THE HILL: White House seeks to contain fallout from aide’s comments about how he lied to reporters too dumb to notice, which was all of them.

Ben Rhodes might have a “mind meld” with President Obama, but he is causing headaches for the White House.

Rhodes, Obama’s deputy national security adviser, managed in a recent New York Times Magazine profile to undercut the president’s message on the Iran nuclear agreement while angering the Washington press corps and foreign policy establishment.

The broad backlash triggered by the piece rippled throughout the nation’s capital and caused the White House to go into damage control mode.

In a blog post late Sunday, Rhodes wrote that the public relations campaign he ran to sell the Iran deal was meant “to push out facts” and not “spin” the public and members of Congress.

He wrote that the White House and its allies “believed deeply in the case that we were making,” that the deal represented the best chance at cutting off Iran’s path to a nuclear weapon while avoiding war.

The longtime Obama aide was responding to criticism to his comments in the profile, which was published online last Thursday.

In the profile, Rhodes said he “created an echo chamber” of support for the deal by spoon-feeding talking points to friendly think tanks and experts.

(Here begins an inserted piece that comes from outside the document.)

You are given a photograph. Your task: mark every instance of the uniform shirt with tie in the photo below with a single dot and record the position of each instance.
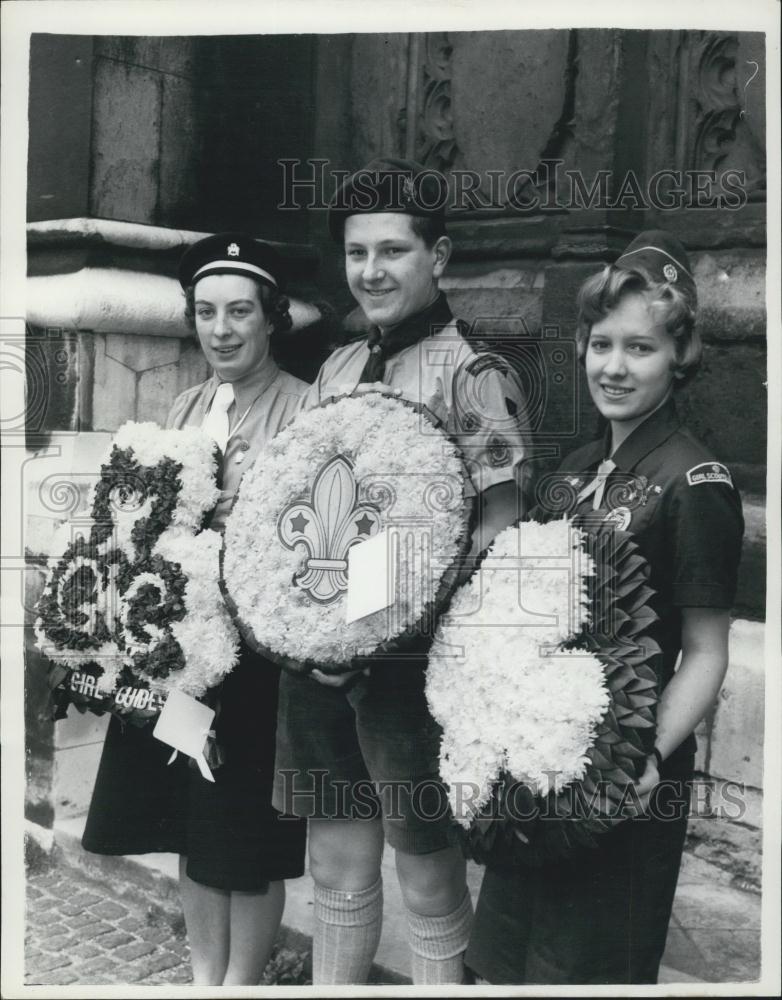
(276, 398)
(679, 504)
(476, 397)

Rhodes, who is 38 and holds a master of fine arts in creative writing, derided the press corps as too naive to cover world events.

He said the average reporter the White House talks to “is 27 years old, and their only reporting experience consists of being around political campaigns,” suggesting that allowed him to easily manipulate media coverage of U.S. foreign policy.

“They literally know nothing,” he said.

The piece was clearly a source of frustration for the White House, which is looking to burnish Obama’s foreign policy record during his final year in office.

The Iran deal is a debacle, and the press went along because (1) Rhodes is right and they don’t know much; and (2) They’re happy to be lied to anyway, because they’re Democratic operatives with bylines.